Para Kimmich, não há nenhuma contradição em participar da iniciativa e não ter pessoalmente tomado a vacina. “Eu acho que todo mundo que decidiu por eles mesmos que querem se vacinar devem ter a oportunidade de fazer isso”, afirmou o meio-campista do Bayern de Munique.

“Não sou um negacionista da COVID-19 ou contra as vacinas. Há pessoas que têm preocupações, independentemente das razões. E isso também tem que ser respeitado, especialmente se você segue as medidas de restrição”, disse ainda Kimmich à Sky Sports. “Você é rapidamente criticado. As razões não são sequer perguntadas. Você se sente frequentemente pressionado”.

Kimmich ainda afirmou que a sua opinião pode mudar e não descartou tomar a vacina. “No momento eu tenho algumas preocupações. Mas é bastante possível que eu seja vacinado no futuro”, disse ainda o jogador, de 26 anos.

Por que as vacinas foram criadas tão rapidamente?

É importante lembrar que os estudos feitos para a vacinação contra a COVID-19 não começaram do zero quando a pandemia iniciou. Até por ser um tipo de vírus que já tem vacinas desenvolvidas anteriormente – tanto que há outros coronavírus –, os estudos tiveram uma base importante. Assim como também há diversos métodos usados em outros tipos de vacinas virais, como a da gripe, que foram utilizados.
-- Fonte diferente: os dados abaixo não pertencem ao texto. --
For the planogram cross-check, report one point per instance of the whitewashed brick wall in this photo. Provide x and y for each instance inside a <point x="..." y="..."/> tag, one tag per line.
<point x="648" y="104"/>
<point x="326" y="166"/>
Há motivos para que as vacinas tenham sido feitas de forma muito mais veloz do que outras, em momentos anteriores, como mostra esta matéria do Gizmodo. Entre os motivos para a rapidez estão mais de uma década de pesquisas sobre este tipo de vírus – já que este é um novo coronavírus e, portanto, havia outros. Além disso, as tecnologias usadas nas vacinas não são propriamente novas: a vacina de RNA da Pfizer/Biontech, por exemplo, é a primeira a usar RNA mensageiro, mas é um modelo que tem sido estudado desde o início dos anos 1990, ou seja, são mais de 30 anos de pesquisas.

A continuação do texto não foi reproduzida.